Participants will learn how to:
– Emulate binary code at the CPU level with Unicorn to analyse obfuscated code, hook instructions, and integrate everything into fuzzing pipelines (AFL++).
– Use Qiling for full-system emulation (syscalls, filesystems, networking) and analysis of embedded and IoT firmware.
– Apply dynamic symbolic execution with Triton to solve constraints, identify vulnerabilities, and automate deobfuscation.
– Leverage Miasm’s intermediate representation (IR) for cross-architecture analysis, advanced deobfuscation, and binary rewriting.

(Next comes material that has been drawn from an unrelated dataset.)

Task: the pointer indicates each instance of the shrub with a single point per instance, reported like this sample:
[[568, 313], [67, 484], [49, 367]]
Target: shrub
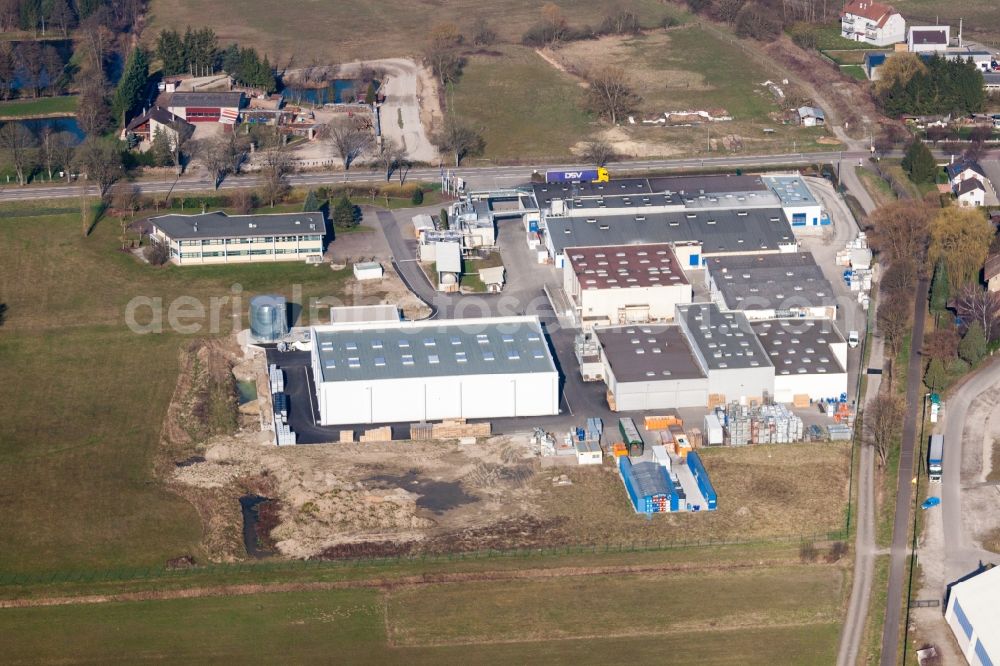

The course is NOT an introduction to reversing: participants are expected to already be familiar with the basic concepts of assembly, disassembly, and Python.
2. Requirements — What to bring
– A laptop (any operating system: Windows, macOS, or Linux).
– An up-to-date web browser (Chrome, Firefox, Edge).
– A stable internet connection.
– Basic knowledge of Python.
– Familiarity with assembly and reverse engineering concepts.
All labs and tools are accessible online — no additional software installation is required. Participants will receive login credentials for the cloud environment prior to the course.
3. Level
Intermediate. Participants must have a basic understanding of reverse engineering and knowledge of Python. This course is not for complete beginners, but does not require specific experience with the frameworks covered.
PROGRAMME FOR THE DAY:
09:00 – 09:15 | Welcome & Setup (15 min) Introduction, course objectives, cloud environment access verification.
09:15 – 10:15 | Module 1: Capstone — Disassembly Fundamentals (1h) Framework architecture, multi-architecture disassembly (x86/x64, ARM), instruction parsing, integration with Python. Lab: building a custom disassembler.
10:15 – 10:30 | Coffee Break
10:30 – 12:00 | Module 2: Unicorn Engine — CPU Emulation (1h 30m) CPU-level emulation, memory mapping, instruction/memory hooks, shellcode and obfuscated code emulation. Lab: emulating and analysing ARM functions, hooking instructions for tracing, integration with AFL++ for fuzzing.
12:00 – 13:00 | Lunch Break
13:00 – 14:30 | Module 3: Qiling Framework — Full-System Emulation (1h 30m) From Unicorn to Qiling: syscall emulation, virtual filesystem/networking, OS-level hooks. Embedded/IoT firmware analysis. Lab: emulating a complete Linux/ARM binary, hooking syscalls, firmware analysis with Qiling.
14:30 – 14:45 | Coffee Break
14:45 – 16:30 | Module 4: Triton — Dynamic Symbolic Execution (1h 45m) Symbolic vs concrete execution, taint analysis, constraint solving with Z3, automated deobfuscation. Lab: solving crackme challenges with Triton, vulnerability discovery via symbolic execution, deobfuscation of protected code.
16:30 – 17:00 | Wrap-up & Q&A (30 min) Recap, resources for further reading, open Q&A.
NOTES:
- This course can also be delivered in Italian or Spanish upon request, depending on the audience composition.
- Lunches, coffee breaks and admission tickets to HackInBo® Spring Edition 2026 events included!